When she was just a 14-year old freshman, Rachel joined a team of visionaries to help found The Center for Family Solutions, a nonprofit in Butler County that provides support and counseling services for victims of sexual abuse and domestic violence. A survivor herself, Rachel empowered other teens to share their story by mentoring them and by becoming a spokesperson through awareness campaigns. Rachel’s platform of abuse prevention broadened over the course of her sophomore year when she took her efforts to a state level. Working together with a state representative, Rachel testified before the Ohio House of Representatives Criminal Justice Committee to change an existing law that better protects at-risk adolescents from abuse by increasing penalties for offenders.
Rachel also dedicated her high school career to philanthropic initiatives by serving through the West Chester/Liberty Township Community Foundation’s youth advisory board “Youth in Philanthropy” (YIP). The organization, comprised of 30 high school students, focused on engaging young people in active citizenship while teaching them the fundamentals of grant writing, fundraising and the nonprofit world. Because of her leadership in YIP, Rachel was asked to join a Boys and Girls Club of America (BGCA) steering committee and invested the rest of her high school career in this project.

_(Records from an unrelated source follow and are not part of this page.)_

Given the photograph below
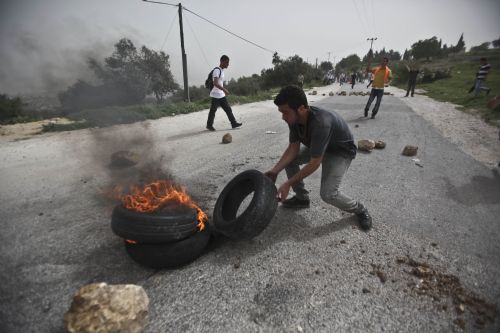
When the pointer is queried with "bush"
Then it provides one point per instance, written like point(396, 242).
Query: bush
point(435, 74)
point(10, 108)
point(245, 86)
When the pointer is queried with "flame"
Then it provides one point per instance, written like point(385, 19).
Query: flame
point(156, 195)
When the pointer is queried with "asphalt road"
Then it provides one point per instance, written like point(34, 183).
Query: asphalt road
point(310, 270)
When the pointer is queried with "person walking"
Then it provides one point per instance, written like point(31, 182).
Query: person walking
point(353, 80)
point(412, 80)
point(327, 141)
point(300, 80)
point(382, 76)
point(480, 78)
point(218, 95)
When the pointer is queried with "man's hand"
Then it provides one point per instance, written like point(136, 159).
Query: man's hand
point(272, 175)
point(283, 191)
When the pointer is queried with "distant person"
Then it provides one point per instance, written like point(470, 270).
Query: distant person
point(218, 95)
point(300, 81)
point(412, 80)
point(371, 81)
point(353, 80)
point(382, 76)
point(327, 141)
point(480, 78)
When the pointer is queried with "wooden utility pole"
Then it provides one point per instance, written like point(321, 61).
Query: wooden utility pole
point(371, 39)
point(184, 58)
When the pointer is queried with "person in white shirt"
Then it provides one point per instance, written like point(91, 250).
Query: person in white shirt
point(218, 95)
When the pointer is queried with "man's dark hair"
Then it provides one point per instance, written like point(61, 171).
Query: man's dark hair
point(293, 96)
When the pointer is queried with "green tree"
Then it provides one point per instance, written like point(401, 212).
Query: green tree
point(156, 66)
point(480, 48)
point(286, 71)
point(326, 66)
point(426, 48)
point(10, 108)
point(407, 55)
point(127, 76)
point(460, 44)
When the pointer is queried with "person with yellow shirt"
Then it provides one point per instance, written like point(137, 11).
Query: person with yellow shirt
point(382, 76)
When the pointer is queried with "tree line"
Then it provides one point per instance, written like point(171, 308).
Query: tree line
point(130, 74)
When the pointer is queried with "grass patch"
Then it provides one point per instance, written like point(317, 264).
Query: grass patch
point(455, 89)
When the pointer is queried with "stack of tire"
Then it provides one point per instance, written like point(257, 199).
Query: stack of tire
point(173, 239)
point(160, 241)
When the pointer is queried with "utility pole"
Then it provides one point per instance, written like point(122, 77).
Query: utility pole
point(371, 44)
point(184, 58)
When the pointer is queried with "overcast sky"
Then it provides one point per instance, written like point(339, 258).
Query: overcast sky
point(44, 43)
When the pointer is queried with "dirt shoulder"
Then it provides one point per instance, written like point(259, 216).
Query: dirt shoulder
point(472, 135)
point(23, 131)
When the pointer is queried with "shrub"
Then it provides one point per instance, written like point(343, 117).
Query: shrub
point(10, 108)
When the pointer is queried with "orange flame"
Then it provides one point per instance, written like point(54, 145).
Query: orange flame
point(156, 195)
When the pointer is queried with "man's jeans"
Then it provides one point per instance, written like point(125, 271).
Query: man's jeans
point(374, 93)
point(333, 169)
point(216, 102)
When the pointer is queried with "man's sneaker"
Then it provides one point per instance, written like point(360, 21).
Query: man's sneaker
point(365, 220)
point(296, 203)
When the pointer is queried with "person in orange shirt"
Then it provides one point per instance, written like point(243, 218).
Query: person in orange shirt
point(382, 76)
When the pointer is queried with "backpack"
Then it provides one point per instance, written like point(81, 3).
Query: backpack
point(209, 82)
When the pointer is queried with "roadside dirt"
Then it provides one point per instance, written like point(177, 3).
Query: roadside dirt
point(472, 135)
point(24, 131)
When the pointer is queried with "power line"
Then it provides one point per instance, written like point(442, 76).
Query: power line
point(218, 26)
point(168, 33)
point(197, 41)
point(365, 12)
point(162, 3)
point(359, 17)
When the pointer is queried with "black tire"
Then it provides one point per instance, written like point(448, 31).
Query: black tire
point(169, 255)
point(256, 216)
point(152, 228)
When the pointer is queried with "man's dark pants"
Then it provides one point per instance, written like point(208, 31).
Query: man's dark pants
point(222, 102)
point(378, 93)
point(411, 86)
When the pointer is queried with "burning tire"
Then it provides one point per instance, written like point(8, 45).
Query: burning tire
point(153, 228)
point(169, 255)
point(256, 217)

Although she was the youngest person to serve on the committee alongside the community’s brightest thinkers, leaders and agents of change, her ability to network and offer fresh insights planted many seeds that are now bearing fruit as construction for the BGCA is expected to begin next year.

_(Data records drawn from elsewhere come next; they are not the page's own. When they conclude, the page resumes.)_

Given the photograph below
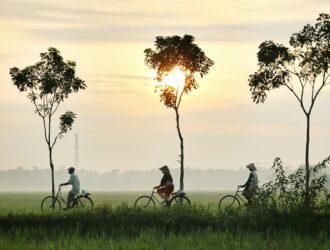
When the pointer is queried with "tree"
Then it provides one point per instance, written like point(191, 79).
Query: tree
point(48, 83)
point(303, 69)
point(177, 54)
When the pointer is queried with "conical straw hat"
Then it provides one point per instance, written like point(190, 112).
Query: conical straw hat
point(164, 169)
point(252, 167)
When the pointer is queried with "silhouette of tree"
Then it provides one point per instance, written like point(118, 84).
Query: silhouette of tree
point(177, 52)
point(303, 69)
point(48, 83)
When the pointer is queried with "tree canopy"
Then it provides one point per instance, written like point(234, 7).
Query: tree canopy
point(177, 52)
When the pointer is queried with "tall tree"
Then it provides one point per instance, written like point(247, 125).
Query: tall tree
point(48, 83)
point(181, 56)
point(303, 69)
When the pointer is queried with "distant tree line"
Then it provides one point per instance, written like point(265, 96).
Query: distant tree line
point(22, 179)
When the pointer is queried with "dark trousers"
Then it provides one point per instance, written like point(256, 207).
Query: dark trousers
point(71, 196)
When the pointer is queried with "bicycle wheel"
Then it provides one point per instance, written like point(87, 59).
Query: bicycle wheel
point(83, 202)
point(144, 202)
point(50, 205)
point(228, 201)
point(179, 201)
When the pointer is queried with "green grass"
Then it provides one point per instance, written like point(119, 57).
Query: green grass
point(30, 201)
point(115, 224)
point(158, 240)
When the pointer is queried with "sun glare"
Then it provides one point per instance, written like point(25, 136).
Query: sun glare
point(175, 78)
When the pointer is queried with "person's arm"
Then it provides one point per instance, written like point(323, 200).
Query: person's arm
point(68, 182)
point(162, 183)
point(247, 183)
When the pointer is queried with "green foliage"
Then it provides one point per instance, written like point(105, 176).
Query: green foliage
point(286, 192)
point(50, 76)
point(181, 52)
point(308, 57)
point(66, 121)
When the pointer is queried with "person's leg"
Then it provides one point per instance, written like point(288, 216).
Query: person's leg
point(70, 198)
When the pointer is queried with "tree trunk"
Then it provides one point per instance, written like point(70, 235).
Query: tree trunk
point(307, 191)
point(52, 170)
point(181, 148)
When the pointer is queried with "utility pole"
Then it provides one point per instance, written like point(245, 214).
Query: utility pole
point(76, 151)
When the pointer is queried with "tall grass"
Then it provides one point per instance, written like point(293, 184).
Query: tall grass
point(156, 239)
point(130, 221)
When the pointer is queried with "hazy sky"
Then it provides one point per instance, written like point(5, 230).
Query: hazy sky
point(121, 123)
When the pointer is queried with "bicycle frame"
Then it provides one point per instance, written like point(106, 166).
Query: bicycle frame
point(154, 197)
point(59, 196)
point(238, 196)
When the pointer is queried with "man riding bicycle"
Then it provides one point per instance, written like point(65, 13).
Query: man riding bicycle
point(166, 186)
point(74, 181)
point(251, 185)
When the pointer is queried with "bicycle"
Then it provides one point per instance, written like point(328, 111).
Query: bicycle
point(233, 200)
point(52, 204)
point(178, 198)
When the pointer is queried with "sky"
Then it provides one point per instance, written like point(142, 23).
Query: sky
point(121, 123)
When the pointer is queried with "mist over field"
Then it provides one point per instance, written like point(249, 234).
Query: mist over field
point(37, 179)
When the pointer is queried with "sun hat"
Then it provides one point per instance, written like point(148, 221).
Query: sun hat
point(252, 167)
point(164, 169)
point(71, 168)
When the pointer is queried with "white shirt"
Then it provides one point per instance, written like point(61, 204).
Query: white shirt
point(74, 181)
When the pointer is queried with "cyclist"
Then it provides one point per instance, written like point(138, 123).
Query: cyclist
point(74, 181)
point(251, 184)
point(166, 186)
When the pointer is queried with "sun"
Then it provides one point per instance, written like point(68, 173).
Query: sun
point(175, 78)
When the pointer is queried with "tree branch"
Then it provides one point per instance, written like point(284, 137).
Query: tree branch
point(45, 130)
point(297, 97)
point(59, 134)
point(180, 98)
point(58, 104)
point(319, 90)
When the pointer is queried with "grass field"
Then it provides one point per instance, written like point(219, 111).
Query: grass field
point(154, 240)
point(116, 225)
point(30, 201)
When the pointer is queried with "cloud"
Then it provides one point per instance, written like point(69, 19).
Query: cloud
point(214, 33)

Rachel spent her first year as an Ingram Scholar at Vanderbilt exploring new realms of service while still keeping involved in activities relevant to her passions from high school. In her position as Crawford House Service Commissioner, Rachel organized trips to Room In The Inn where house residents cooked dinner for and served Nashville’s homeless population. If one word could sum up the focus of her service it would be “education.” She, along with fellow scholars Alex Bogdon and Ryan Selvaggio, tutored Nashville’s youth in free ACT test prep every week at the Oasis Center through their service-learning class. Perhaps her most rewarding service was waking up every Thursday at 4:00am to teach a class of girls in Pakistan via Skype, an opportunity courtesy of fellow Scholar Lisa Koenig who started the Vanderbilt-Pakistan Connection. A joint commitment, Rachel and her roommate wrote lessons about American culture and other subjects that all ultimately revolved around the goal of empowering these Pakistani youth.

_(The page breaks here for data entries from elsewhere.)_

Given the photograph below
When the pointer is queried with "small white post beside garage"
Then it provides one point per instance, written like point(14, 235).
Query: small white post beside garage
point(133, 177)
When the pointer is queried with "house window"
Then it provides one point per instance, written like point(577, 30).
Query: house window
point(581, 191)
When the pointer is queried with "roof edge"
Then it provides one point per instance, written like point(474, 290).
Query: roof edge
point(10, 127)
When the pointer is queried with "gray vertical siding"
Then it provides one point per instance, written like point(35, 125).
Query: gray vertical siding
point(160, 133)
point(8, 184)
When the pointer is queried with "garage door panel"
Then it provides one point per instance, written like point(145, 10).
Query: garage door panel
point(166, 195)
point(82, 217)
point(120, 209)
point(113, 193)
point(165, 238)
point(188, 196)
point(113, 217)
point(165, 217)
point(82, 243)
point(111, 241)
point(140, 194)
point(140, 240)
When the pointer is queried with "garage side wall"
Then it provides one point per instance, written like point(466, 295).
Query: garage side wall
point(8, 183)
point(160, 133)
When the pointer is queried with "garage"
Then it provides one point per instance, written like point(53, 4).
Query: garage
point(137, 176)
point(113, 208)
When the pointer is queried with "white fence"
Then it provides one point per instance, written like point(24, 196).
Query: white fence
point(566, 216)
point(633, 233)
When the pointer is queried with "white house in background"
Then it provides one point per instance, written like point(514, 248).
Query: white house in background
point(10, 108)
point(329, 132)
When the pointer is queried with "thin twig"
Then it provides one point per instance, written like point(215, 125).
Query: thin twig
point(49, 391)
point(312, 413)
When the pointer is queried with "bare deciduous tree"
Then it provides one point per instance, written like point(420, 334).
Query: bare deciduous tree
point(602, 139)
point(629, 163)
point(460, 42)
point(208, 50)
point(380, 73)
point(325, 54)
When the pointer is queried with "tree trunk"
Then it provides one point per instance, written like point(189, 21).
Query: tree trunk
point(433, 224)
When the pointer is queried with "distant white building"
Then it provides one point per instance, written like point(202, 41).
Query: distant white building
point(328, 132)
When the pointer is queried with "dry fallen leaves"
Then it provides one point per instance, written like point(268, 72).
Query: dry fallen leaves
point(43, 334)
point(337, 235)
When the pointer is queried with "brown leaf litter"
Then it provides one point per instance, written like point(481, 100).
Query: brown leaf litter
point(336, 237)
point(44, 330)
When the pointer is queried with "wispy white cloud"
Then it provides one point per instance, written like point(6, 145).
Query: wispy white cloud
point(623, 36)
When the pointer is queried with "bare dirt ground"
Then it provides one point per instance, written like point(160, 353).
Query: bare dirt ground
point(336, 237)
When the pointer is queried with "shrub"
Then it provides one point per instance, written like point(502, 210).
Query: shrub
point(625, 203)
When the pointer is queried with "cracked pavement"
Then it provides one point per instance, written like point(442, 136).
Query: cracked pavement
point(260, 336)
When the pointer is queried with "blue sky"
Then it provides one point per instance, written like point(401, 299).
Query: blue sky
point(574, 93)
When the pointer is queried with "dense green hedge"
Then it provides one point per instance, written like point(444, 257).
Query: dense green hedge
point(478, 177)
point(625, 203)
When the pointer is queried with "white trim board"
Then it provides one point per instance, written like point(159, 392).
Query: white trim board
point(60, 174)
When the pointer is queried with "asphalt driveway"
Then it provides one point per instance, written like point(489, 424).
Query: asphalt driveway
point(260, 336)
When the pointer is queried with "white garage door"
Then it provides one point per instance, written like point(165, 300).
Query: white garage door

After her freshman year, Rachel forged beyond the Skype classroom and travelled nearly the same distance to another part of the world—Africa. Thanks to the Ingram Scholarship Program, Rachel spent eight weeks in Uganda conducting a summer project on behalf of Teach Twice, an organization that improves global literacy through stories and the exchange of culture. Her field research and feasibility studies allowed her to create a comprehensive report for Teach Twice to better understand how its organizational capacities can most effectively meet the demonstrated educational needs in the Nakikungube village where Teach Twice book profits are supporting a secondary school building project.
Rachel is forever grateful to the Ingram family for the Ingram Scholarship Program. She dreams to empower others simply by letting her light shine—a hope that, in its rawest form, is rooted in her genuine willingness to love authentically, give generously, walk faithfully, speak kindly and serve daily.